“Sylvia Thompson,” a Snopes reader wrote by email in November 2017, “is supposedly a black conservative woman writer.”
Her name can be found on a variety of non-mainstream right-wing web sites, next to headlines such as “Liberal Progressivism’s Assault on Black America” and “No, America Should Not Have a Muslim President."
But Thompson’s columns can’t be found in mainstream newspapers, and she doesn’t have a Twitter account or a personal web site for her writings.
The reader continued: “Is this simply a matter of 'fake news' and a 'fake personality' hoax to rally right-wingers and racists to support 'her' supposed anti-black opinions?”
In August, Twitter suspended the account of ‘Nicole Mincey,’ a young, black female Trump-supporter, when — after she was retweeted by President Trump — web sleuths discovered that Mincey did not exist.
In this climate, it's perhaps inevitable that some might view with suspicion the authenticity of an older black woman popping up on right-wing web sites and offering views that are out of line with a majority of the black community.

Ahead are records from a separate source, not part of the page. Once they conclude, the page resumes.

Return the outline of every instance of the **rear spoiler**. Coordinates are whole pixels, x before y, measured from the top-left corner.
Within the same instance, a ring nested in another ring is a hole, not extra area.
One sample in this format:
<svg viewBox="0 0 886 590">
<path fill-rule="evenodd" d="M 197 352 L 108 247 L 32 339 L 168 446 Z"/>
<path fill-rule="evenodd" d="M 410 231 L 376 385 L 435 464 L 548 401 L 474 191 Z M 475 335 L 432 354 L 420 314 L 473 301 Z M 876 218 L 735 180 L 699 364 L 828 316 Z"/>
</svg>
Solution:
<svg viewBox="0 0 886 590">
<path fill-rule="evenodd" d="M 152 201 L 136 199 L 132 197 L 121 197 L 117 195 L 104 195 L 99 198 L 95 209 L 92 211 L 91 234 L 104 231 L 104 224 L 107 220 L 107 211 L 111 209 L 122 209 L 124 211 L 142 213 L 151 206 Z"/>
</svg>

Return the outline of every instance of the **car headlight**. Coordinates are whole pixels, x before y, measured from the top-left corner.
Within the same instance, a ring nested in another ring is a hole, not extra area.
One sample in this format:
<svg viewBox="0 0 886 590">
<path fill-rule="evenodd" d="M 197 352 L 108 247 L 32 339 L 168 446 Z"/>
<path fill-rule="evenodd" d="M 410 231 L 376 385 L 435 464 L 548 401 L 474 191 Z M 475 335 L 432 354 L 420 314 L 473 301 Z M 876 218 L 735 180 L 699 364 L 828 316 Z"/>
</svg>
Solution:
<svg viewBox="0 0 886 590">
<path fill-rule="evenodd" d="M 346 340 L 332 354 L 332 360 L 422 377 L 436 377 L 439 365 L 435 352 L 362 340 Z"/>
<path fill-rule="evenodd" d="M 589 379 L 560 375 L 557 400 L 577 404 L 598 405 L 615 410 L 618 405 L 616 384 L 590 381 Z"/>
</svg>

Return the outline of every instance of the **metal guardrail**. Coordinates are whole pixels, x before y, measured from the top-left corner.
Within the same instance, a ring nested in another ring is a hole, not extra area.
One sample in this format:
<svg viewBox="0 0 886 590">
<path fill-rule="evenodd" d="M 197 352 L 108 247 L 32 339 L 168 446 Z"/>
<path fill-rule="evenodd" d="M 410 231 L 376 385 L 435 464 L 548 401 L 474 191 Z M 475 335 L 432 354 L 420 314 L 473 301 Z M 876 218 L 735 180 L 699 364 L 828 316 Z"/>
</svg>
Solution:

For example, here's Thompson weighing in on the NFL national anthem protests:
...I am an American black citizen, and I have had it up to the gills with black people who embrace victimhood. I also highly resent my being expected to do the same in order to affirm my "blackness."
However, Sylvia Thompson is not the creation of the alt-right or the virtual alter ego of a real-life white man. She is a black conservative woman writer, and has been for years.
Born in Beaumont, Texas but now living in Spring Hill, Tennessee, 30 miles south of Nashville, Thompson has been plowing the same rhetorical furrow for more than a decade.
Readers of the Tennessean newspaper might be familiar with her letter-writing. Here she is in 2007, condemning what she calls the "homosexual agenda" (Thompson has elsewhere written ominously about "homofascism.")
Although feeling sympathy for people trapped in disordered lifestyles, the majority of Americans do not see foisting the acceptance of homosexuality on society as a wise, sane or healthy endeavor.
It's clear that she has carried this worldview through to her columns, which have appeared on Barb Wire (the web site founded by Christian conservative attorney and former boxer Matt Barber), Canada Free Press and Renew America, the web site launched by perennial Republican presidential candidate and broadcaster Alan Keyes.
We repeatedly attempted to contact Thompson, who did not get back to us. But we spoke to Carol Swain, a former Vanderbilt University political science and law professor, who has met Thompson, corresponded with her, and is familiar with her views and writing. When it was put to her that some people had questioned the authenticity of Thompson's identity in light of her conservative views, Swain — who is herself a black conservative woman — told us, "It's such a joke":
I don't believe there's one particular way to be black ... White America and white liberals ... are very misinformed if they believe that there aren't black conservatives out there, or that there are only a handful.